El Movimiento Respiratorio Primario se manifestará de la siguiente
manera: los dedos pulgares se elevarán en sentido postero anterior
empujados por el hueso frontal, los dedos índices sentirán cómo se
adelantan, dándonos la sensación de que la punta de los dedos emergen
en dirección al hueso etmoides, fruto del movimiento del hueso frontal
junto con los maxilares, nasales, lacrimales y etmoides; los dedos
medios realizan una rotación externa al igual que los dedos anulares
siguiendo el movimiento de rotación externa de los huesos malares, los
meñiques realizarán también una rotación externa sintiendo como si la
punta de los mismos se introdujeran en la articulación temporo
mandibular; todo esto sucederá en la fase de flexión, llenado, en la
fase de extensión sucederá exactamente lo contrario. De no ser así
puede pasar que:
A/ Al igual que en la maniobra anterior
encontremos una serie de movimientos erráticos, sin definir, de ser
así, haremos una intención de separación de los dedos de nuestras
manos, de esta manera se pondrán en evidencia las tensiones que hay en
el espacio de cada superficie articular que estamos palpando
B/ También nos puede dar una llamada atención de algunos de los
huesos que estamos palpando en esta maniobra, de ser así, realizaremos
la palpación específica de ese hueso y si es necesario procedemos a la
normalización del mismo.
3º El practicante sentado a la cabeza del sujeto con los codos
apoyados en la camilla realizará palpación con ambas manos en los
hemilados del cráneo.
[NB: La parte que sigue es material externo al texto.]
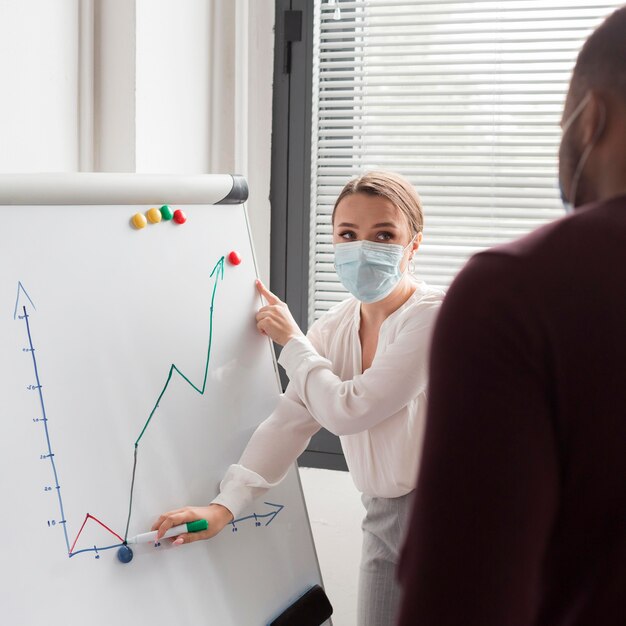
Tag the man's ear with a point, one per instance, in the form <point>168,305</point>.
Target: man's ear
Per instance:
<point>593,119</point>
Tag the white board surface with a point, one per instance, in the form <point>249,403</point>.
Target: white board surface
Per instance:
<point>93,314</point>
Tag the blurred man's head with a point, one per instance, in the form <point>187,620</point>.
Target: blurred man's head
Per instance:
<point>592,157</point>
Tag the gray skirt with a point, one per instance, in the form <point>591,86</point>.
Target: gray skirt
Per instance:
<point>384,529</point>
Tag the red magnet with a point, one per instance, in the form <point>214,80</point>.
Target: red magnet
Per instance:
<point>234,258</point>
<point>179,217</point>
Los índices por delante de la oreja (articulación
temporo-mandibular por debajo de la apófisis cigomática del temporal),
dedos anular y meñique en la base de la cabeza (escama occipital),
mientras que los pulgares en contraposición respecto a los dedos
índices se sitúan en la parte frontal y superior de la cabeza (hueso
frontal y parietales).
El movimiento encontraremos será el siguiente: el dedo índice y medio
sentirán el Movimiento Respiratorio Primario del hueso temporal el dedo
anular y meñique sentirán en el occipital el MRP y el pulgar situado en
los parietales sentirá perfectamente el Movimiento Respiratorio
Primario en perfecta sincronización con el resto de los huesos que
estamos palpando si esto es así los temporales en su fase de flexión
harán una rotación externa con lo cual nuestro dedo índice se
adelantará en sentido caudal y nuestro dedo medio retrocederá en
sentido craneal el dedo anular y meñique en la fase de flexión se verán
empujados en dirección a la camilla y los dedos pulgares también en la
fase de flexión se verán empujados hacia fuera por la rotación externa
de los huesos parietales en la fase de extensión realizará un el
movimiento completamente contrario
De no ser así nos puede pasar que
A/ Los huesos que estamos palpando no realicen
el movimiento de flexión extensión al unísono , por ejemplo mientras
los temporales van hacia la rotación externa el occipital se queda en
extensión y los parietales van hacia la flexión en este ejemplo podemos
imaginar que el desajuste de movimiento pueda ser de cualquier otra
manera pero que no realicen el movimiento entre sí de forma síncrona y
organizada esto no quiere decir que los huesos tengan alguna limitación
de movimiento pero sin que el movimiento que realizan entre sí no es el
correcto se trataría claramente de una desorganización tensional
craneal con lo cual la maniobra que tendríamos que utilizar sería la de
separación de los huesos entre sí realizándola de la siguiente manera
Los dedos índices y medios traerán el hueso temporal en sentido
craneal y en dirección a nuestros codos los dedos anulares y meñiques
se llevarán el hueso occipital en sentido caudal en dirección a los
hombros del sujeto y los huesos parietales los separaríamos entre sí
con nuestros dedos pulgares esta maniobra la realizaremos
insistentemente durante 3, 4 min y una vez transcurrido este tiempo
dejaremos de hacer esta intención de tracción para dejarlos en un
movimiento libre. Esta maniobra la realizaremos también cuando nos
encontremos con cualquier tipo de desorganización en el movimiento de
estas articulaciones.
B/ podría darse el caso de que al realizar esta palpación
cualquiera de estos huesos no tuviera un movimiento bien definido de
ser así haríamos una normalización del hueso que éste en disfunción.